I decided to challenge myself and step outside my comfort zone to make my first Chinese steamed bao! Having seen a YouTube video on how to make this, I gathered the courage for my first attempt.
The entire process was definitely challenging and stressful… I actually failed at making the dough the first two times having followed several recipes I found online. Both times my dough was too dry and I ended up over kneading it trying to get the consistency that I wanted. On my third and final attempt, I decided to ignore the recipes I found online and went with my own flow, having reduced the amount of flour that was asked by at least 32 g. I only added extra flour into my dough mixture as needed.
The end result? Super fluffy steamed buns that were soft and flavourful. These were definitely time consuming to make but it was worth the effort in my opinion! Definitely do the majority of the prep work the night before to minimize the actual cooking time.

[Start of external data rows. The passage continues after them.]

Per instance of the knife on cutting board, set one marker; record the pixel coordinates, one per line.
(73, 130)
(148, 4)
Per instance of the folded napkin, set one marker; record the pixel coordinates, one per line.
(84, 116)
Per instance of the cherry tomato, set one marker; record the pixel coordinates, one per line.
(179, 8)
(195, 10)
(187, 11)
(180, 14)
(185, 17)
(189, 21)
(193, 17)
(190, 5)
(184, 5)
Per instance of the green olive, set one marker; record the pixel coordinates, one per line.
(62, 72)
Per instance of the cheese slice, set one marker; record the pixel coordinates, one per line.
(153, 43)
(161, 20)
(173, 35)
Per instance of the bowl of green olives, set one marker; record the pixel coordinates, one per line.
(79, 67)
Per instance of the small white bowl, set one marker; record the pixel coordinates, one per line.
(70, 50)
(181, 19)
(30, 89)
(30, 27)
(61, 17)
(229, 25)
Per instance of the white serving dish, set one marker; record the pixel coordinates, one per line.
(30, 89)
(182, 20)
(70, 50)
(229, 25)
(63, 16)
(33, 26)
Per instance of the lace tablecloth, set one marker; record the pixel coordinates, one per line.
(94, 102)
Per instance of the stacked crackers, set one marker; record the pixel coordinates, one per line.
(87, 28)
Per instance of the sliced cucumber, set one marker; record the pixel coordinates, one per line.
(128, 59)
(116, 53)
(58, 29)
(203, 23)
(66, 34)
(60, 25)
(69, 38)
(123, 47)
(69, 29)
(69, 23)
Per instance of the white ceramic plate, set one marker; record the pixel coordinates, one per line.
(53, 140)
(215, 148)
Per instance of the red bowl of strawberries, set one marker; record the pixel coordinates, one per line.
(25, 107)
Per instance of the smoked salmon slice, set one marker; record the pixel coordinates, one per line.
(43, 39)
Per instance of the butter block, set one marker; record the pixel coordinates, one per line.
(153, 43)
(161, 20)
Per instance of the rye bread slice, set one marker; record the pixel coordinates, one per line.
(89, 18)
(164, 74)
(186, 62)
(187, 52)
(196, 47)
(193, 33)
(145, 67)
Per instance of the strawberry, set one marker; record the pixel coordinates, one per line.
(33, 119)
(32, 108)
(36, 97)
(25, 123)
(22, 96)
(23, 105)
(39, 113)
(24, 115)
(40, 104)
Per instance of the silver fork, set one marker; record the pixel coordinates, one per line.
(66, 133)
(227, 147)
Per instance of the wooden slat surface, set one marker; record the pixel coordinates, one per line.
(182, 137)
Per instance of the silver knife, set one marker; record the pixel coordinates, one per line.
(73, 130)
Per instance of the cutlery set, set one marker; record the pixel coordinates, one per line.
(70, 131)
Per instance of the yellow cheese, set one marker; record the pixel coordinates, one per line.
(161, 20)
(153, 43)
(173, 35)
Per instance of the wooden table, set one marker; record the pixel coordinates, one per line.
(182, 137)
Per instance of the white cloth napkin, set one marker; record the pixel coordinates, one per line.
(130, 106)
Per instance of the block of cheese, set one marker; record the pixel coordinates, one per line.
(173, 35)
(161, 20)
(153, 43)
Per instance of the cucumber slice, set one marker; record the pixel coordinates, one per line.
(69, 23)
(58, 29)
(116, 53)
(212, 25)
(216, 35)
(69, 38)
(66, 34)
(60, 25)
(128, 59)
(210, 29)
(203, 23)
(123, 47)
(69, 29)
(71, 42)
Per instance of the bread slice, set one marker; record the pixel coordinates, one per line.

For a step by step process of how I made these Chinese Steamed Pork Buns, read on!
Yield: 8 steamed buns
Prep Time: 1 day
Cook Time: 50 mins
- 213 g all purpose flour
- 1/2 cup luke warm water
- 1 tsp dry active yeast
- 1 tsp baking powder
- 50 g granulated sugar
- 1/8 tsp salt
- 1 tbsp vegetable oil
- 1/3 lbs sliced pork shoulder, finely chopped
- 1 tbsp minced ginger
- 1 tsp sesame oil
- 1/8 tsp five spice powder
- 1/2 tsp salt
- 1 tsp sugar
- 1 tsp soy sauce
- 1 tsp oyster sauce
- 1 tbsp potato starch
- 1/3 cup finely chopped nappa cabbage
- 1/3 cup finely chopped green onions
- 8 Parchment Paper Squares
Prepping the night before:
- First, prep the dough. Combine all ingredients into a stand mixer mixing bowl and with a dough hook attachment, stir everything together. Then slowly add in your lukewarm water. If the dough still sticks to the bottom of the bowl after all the flour is incorporated, slowly add in more flour until it no longer sticks to the sides of the bowl. Keep mixing it on low speed (2 speed setting) until the dough is smooth and tacky.
- Once your dough is done kneading, shape it into a round ball and place it in a bowl covered with saran wrap to prevent it from drying out. To develop the most flavour for the steamed bun, allow the dough to rise overnight in the fridge.
- Meanwhile, prepare the filling. You can technically make this the day of but I feel like you get more flavour out of marinating the filling overnight. Combine all filling ingredients into a bowl and cover with a saran wrap to refrigerate overnight.
Making the Steamed Buns:
- On the day you’re making your steamed buns, take your fermented dough out of the fridge. It should look something like this – all doubled in size.
- Punch the dough down to get rid of the excess gas. Roll it into a long cylindrical tube and cut it into 8 even pieces.
- Roll each piece of dough into a ball and let it rest on a baking sheet for 10 minutes, covered with a damp towel to prevent it from drying out.
- Roll each dough ball into a flat circle and scoop a bit of the pork filling onto it, about a tablespoon.
- With one hand, pull one side of the dough upwards toward the top of the filling. Hold it in place and pull the remaining sides of the dough upwards to meet the top centre of the bun while twisting the top to help seal the top of the bun. Continue doing this to all sides of the dough until the filling is completely concealed in the bun. Repeat for the remaining 7 buns.
- Place the bun on a piece of parchment paper square and set aside until it’s ready for second fermentation. To prepare for the second fermentation, bring your steamer to a boil and then turn your stove off. In the residual heat, place your buns into the steam basket and cover with a lid wrapped with a towel to prevent excess condensation from dripping onto your buns. Let it sit for 10-15 minutes until it increases in size slightly to complete the second fermentation.
- Once second fermentation is done, bring your water to a boil and steam for 15 minutes.
- Take your steamed pork buns out of the steamer and enjoy!